Devlin moves closer, and my hand reaches out of its own accord, just to touch him. He looks so tense, so brutal at this moment, like he’s about to shatter into a thousand pieces.

He stares at my raised hand like it’s some strange, alien thing.

“Even you can’t be so naive as not to know what I mean.”

“My brother has nothing to do with this. I am my own person and do as I want.”

I let out a quiet gasp as Devlin deftly and lightning-fast pulls me close with his whole body and presses his forehead against the bridge of my nose, leaning in.
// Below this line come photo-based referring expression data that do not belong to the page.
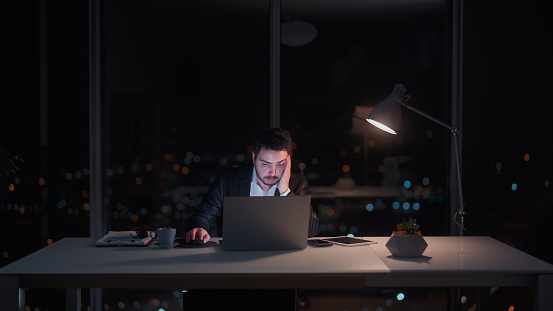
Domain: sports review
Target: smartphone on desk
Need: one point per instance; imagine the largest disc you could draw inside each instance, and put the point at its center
(319, 242)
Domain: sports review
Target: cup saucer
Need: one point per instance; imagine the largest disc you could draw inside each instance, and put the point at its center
(169, 246)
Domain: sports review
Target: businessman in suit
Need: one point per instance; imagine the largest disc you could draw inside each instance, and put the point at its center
(269, 175)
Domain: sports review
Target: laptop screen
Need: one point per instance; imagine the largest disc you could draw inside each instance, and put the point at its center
(265, 223)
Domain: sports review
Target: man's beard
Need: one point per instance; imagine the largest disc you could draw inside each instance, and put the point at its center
(277, 179)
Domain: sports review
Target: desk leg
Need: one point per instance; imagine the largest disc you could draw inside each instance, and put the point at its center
(11, 296)
(96, 299)
(542, 299)
(73, 299)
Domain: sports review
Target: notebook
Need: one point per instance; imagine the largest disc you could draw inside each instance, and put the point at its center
(265, 223)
“Forget about being your own person from now on. That part of your life is over,” he rasps. “I told you yesterday there’s no turning back. After what you said in that hallway, I’m never letting you go. I will never leave you alone—ever. Not even your brother will stop me, though God knows I didn’t want it to end like this. I completely lost control that evening and lashed out at you, and I’m man enough to own that truth. I’m not letting you go for anything. Remember that, sweetie. “

He nudges me toward my building, his hand a heavy, permanent weight on my shoulder. “Now, walk to the door. I’m going to watch you close it behind you. I’ll call you in three minutes—you will pick up and tell me you’re safe. And then you’re going to save my number. Because you’ll be calling it a lot from now on.”

* * *

Three days later, I’m sitting in my room doing homework that I can’t seem to focus on.

My thoughts keep returning to that evening when Devlin called. I did pick up the phone, replied with literally two words—“I’m fine”—and then hung up. After that, Devlin sent me a message asking how I was, and I replied briefly.

And then I spent the entire night trying to get my head around everything I’d heard.

To be honest, even three days later, I still haven’t gotten over it.

I’ve been spending almost all my time studying and looking after the animals, throwing myself into routine to avoid thinking about it. But it doesn’t work. My mind keeps circling back to his words, to the intensity in his voice, to the promise—or threat—he made.

After what you said in that hallway, I’m never letting you go.

I feel a thrill at the memory, followed immediately by fear. Fear of taking his words seriously. Fear of rejection if I let myself believe them. Irritation at his orders, at his presumption that he can just decide these things for me.